Der Kellerautomat akzeptiert durch leeren STACK. Aus diesem Grund legen wir am Anfang auch immer wieder # auf den Stack. Sonst würde der PDA zu früh akzeptieren.
Da \(|\delta(q_0, 0, \#) = 2 > 1|\) ist dieser Kellerautomat Nicht-Deterministisch.
Umformungen
Akzeptierender Endzustand → leerer STACK
Siehe Skript von Prof. Dr. Dorothea Wagner, S. 107.
Gegeben sei ein Kellerautomat \({\cal K}_1 (Q_1, \Sigma, \Gamma_1, \delta_1, q_0^1, Z_0^1, F_1)\) der durch akzeptierenden Endzustand akzeptiert. Wir wollen einen neuen Automaten \({\cal K}_2 (Q_2, \Sigma, \Gamma_2, \delta_2, q_0^2, Z_0^2, F_2)\) der durch leeren STACK akzeptiert.
Idee: Wir führen einen neuen Zustand \(q_E\) ein, bei dessen Erreichen wir den STACK leeren. Um zu verhindern, dass der STACK zwischenzeitlich leer wird, legen wir zu beginn das STACK-Symbol \(Z_0^2\) ab.

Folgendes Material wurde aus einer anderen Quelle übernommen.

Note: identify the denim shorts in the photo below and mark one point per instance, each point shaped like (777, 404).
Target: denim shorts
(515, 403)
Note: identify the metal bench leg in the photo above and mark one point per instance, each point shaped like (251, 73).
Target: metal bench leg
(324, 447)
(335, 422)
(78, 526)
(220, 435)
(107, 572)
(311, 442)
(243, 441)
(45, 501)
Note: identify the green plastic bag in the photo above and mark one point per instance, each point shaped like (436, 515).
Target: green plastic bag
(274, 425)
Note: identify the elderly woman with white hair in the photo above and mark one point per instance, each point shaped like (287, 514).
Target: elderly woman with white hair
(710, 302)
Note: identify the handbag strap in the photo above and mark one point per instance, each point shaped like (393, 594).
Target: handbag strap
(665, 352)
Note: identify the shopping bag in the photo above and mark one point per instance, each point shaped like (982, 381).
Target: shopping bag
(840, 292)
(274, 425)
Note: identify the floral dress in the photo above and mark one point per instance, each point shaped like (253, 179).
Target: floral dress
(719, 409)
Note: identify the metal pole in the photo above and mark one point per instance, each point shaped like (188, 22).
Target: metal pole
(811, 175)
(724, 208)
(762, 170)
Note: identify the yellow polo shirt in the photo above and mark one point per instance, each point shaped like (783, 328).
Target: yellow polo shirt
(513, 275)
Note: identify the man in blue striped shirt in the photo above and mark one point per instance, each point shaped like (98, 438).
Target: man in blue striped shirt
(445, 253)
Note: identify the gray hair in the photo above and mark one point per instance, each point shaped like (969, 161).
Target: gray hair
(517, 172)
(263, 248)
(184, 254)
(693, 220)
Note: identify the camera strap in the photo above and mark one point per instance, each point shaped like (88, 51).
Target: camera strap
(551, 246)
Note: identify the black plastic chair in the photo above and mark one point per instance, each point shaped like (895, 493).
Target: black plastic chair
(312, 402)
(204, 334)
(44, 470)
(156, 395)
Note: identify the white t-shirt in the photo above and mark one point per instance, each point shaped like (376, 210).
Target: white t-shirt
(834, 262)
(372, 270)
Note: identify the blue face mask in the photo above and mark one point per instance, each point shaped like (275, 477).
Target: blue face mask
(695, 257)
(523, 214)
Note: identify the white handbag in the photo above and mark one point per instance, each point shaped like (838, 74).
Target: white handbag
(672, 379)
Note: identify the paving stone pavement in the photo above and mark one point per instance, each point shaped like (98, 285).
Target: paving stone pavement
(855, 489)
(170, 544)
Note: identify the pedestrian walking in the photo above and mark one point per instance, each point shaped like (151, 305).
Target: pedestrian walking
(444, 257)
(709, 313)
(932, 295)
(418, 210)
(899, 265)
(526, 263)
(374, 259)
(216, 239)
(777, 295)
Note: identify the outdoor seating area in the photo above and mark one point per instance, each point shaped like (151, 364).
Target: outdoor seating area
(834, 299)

Formal: \(Q_2 := Q_1 \cup \{q_0^2, q_E\}\), wobei \(q_0^2\) der neue Anfangszustand von \({\cal K}_2\) ist. \(\Gamma_2 := \Gamma_1 \cup \{Z_0^2\}\), wobei \(Z_0^2\) den STACK initialisiert.
Die Menge \(\delta_2(q, a, Z)\) für \(a \in \Sigma \cup \{\varepsilon\}\) und \(Z \in \Gamma_2\) sei durch folgende Bedingungen festgelegt:
Sorge für die gleiche Anfangssituation: \(\delta_2(q_0^2, \varepsilon, Z_0^2) = \{(q_0^1, Z_0^1Z_0^2)\}\)
Falls der Zustand, das gelesene Zeichen und das STACK-Symbol im "alten" Automaten sind, dann wie gehabt: \(\delta_2(q, a, Z) = \delta_1(q, a, Z) \text{für } (q \in Q_1, a \neq \varepsilon, Z \in \Gamma_1) \lor (q \in Q_1 \setminus F_1, a = \varepsilon, Z \in \Gamma_1)\)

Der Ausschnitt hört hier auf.